Tax excessive income.

@codinghorror Desperate people better slaves make.
@codinghorror
anger shareholders with this one weird trick!
@codinghorror I proposed a few times with my friends to cap wealth at 1 billion. But they all think it's too much. 100 millions max wealth seems to be a good value...
@codinghorror And research says one should eliminate all taxes, and replace it with tax on capital. Any other scenario the rich get richer... (was presented in a Dutch documentary)
@codinghorror I believe that to sustainable eliminate poverty mere multimillionaires would need to pay more taxes as well. Which would be only fair.
@codinghorror
Lots of policy issues there, nor have I checked the numbers — but you could stop with the first portion of you thought, "... if we simply collected a fair tax from billionaires..." and we'd — U.S. society — all be better off. Many great ways to use the additional tax revenue collected, all with positive societal benefits.
@RunRichRun I think eliminating poverty is one of the most immediate and pressing needs other than basic universal health care. Can you really justify anything else at the base of the pyramid?
@codinghorror I forget whether it was Offshore: Stealth Wealth and the New Colonialism or Limitarianism: The Case Against Extreme Wealth where I learned if the US just collected the taxes the rich already owe and avoid paying, the resulting funds could increase the US budget by $470B.
@codinghorror It's apparently called a "tax gap", and increasing funding for compliance could result in a gain of as much as $20 for every $1 spent. https://www.gsb.stanford.edu/insights/quick-study-close-tax-gap-take-look-partnerships#:~:text=We%20calculated%20that%20for%20every,for%20itself%2C%20and%20then%20some.
Quick Study: To Close the ‘Tax Gap’, Take a Look at Partnerships

Hundreds of billions of dollars in tax revenue goes uncollected every year. Professor Rebecca Lester may have found some of it.

Stanford Graduate School of Business
@istevens what is the date on this? the IRS has been completely gutted in this regime.

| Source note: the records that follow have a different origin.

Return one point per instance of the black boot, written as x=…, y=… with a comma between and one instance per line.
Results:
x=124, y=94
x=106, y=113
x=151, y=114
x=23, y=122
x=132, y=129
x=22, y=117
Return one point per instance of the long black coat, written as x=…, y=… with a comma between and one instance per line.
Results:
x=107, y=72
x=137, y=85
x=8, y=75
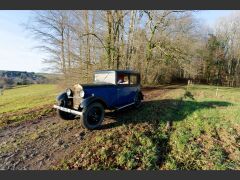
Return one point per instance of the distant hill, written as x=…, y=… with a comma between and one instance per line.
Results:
x=13, y=78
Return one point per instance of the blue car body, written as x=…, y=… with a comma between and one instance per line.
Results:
x=111, y=89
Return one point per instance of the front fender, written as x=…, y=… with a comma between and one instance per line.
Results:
x=141, y=94
x=62, y=97
x=86, y=102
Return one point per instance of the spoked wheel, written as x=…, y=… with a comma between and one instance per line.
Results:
x=93, y=116
x=64, y=115
x=138, y=101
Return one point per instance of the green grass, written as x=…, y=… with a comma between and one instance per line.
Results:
x=26, y=102
x=205, y=134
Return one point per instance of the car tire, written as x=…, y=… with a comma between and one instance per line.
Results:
x=93, y=116
x=64, y=115
x=137, y=101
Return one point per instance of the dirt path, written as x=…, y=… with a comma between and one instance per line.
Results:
x=42, y=143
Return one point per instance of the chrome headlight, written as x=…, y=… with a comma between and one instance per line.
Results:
x=82, y=94
x=69, y=92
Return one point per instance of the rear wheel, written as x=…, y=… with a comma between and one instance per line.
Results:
x=93, y=116
x=64, y=115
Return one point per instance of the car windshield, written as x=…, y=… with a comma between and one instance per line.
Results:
x=104, y=77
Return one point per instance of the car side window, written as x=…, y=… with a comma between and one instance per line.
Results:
x=133, y=79
x=122, y=79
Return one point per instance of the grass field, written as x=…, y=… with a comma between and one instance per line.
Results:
x=205, y=134
x=178, y=127
x=26, y=102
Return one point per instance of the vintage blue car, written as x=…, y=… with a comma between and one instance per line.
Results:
x=111, y=89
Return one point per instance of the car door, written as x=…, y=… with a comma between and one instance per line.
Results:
x=123, y=90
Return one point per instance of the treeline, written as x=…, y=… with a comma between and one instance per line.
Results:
x=13, y=78
x=163, y=45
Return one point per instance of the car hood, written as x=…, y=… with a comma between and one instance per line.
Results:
x=92, y=85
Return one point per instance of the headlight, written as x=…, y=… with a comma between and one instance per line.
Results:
x=82, y=94
x=69, y=92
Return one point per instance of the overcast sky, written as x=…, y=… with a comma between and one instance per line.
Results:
x=17, y=47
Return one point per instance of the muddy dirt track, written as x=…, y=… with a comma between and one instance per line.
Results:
x=42, y=143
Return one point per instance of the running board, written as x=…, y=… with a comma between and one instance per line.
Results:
x=125, y=106
x=68, y=110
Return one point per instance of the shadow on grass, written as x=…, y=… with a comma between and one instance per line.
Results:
x=160, y=111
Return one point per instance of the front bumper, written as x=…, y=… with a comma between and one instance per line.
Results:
x=68, y=110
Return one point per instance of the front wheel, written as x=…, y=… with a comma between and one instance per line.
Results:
x=64, y=115
x=93, y=116
x=138, y=101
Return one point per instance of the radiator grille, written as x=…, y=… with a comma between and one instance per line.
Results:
x=76, y=95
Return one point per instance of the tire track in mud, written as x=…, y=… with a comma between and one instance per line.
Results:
x=42, y=143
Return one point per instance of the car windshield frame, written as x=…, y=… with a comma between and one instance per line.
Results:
x=108, y=77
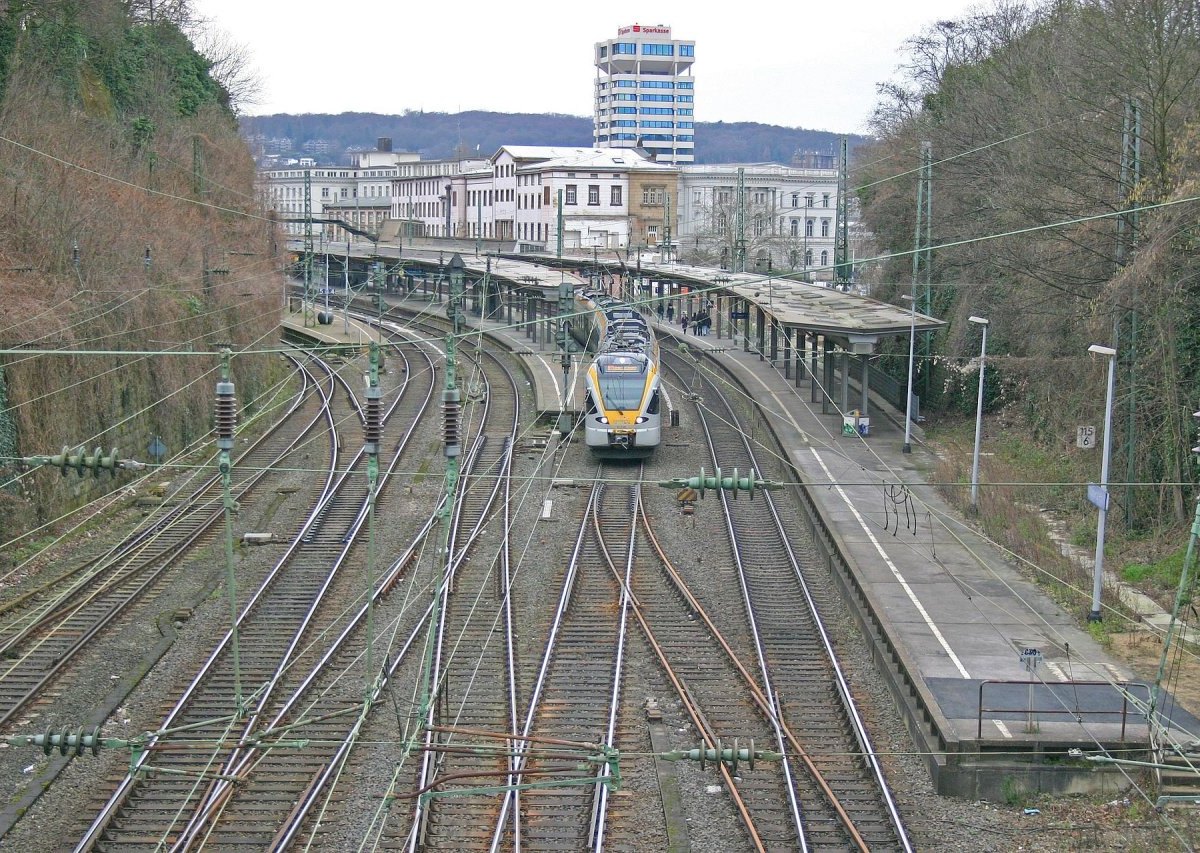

I agree we should collect taxes but how do we do this when the current party in charge is actively destroying the IRS.. can you explain how?
@codinghorror Piketty has claimed something along the lines of: if we implemented an estate tax of 100% above some modest amount, we could fund a “starter capital” that gives each citizen a nest egg to be received at (say) age 25 or 30, of.. $200,000
@thinkling @codinghorror I haven't read Piketty, but could anyone seriously justify needing to inherit more than say 10 million?
@rpluim @thinkling that is how much healthcare and education now cost in the United States
@codinghorror @thinkling After you've implemented the rest of the changes needed, they'll cost zero 😁
@thinkling why wait! How about once upon a time called RIGHT NOW? Who cares if you might get a worthless “baby bond” when that baby has died due to lack of sane parenting, lack of healthcare, or any food to eat?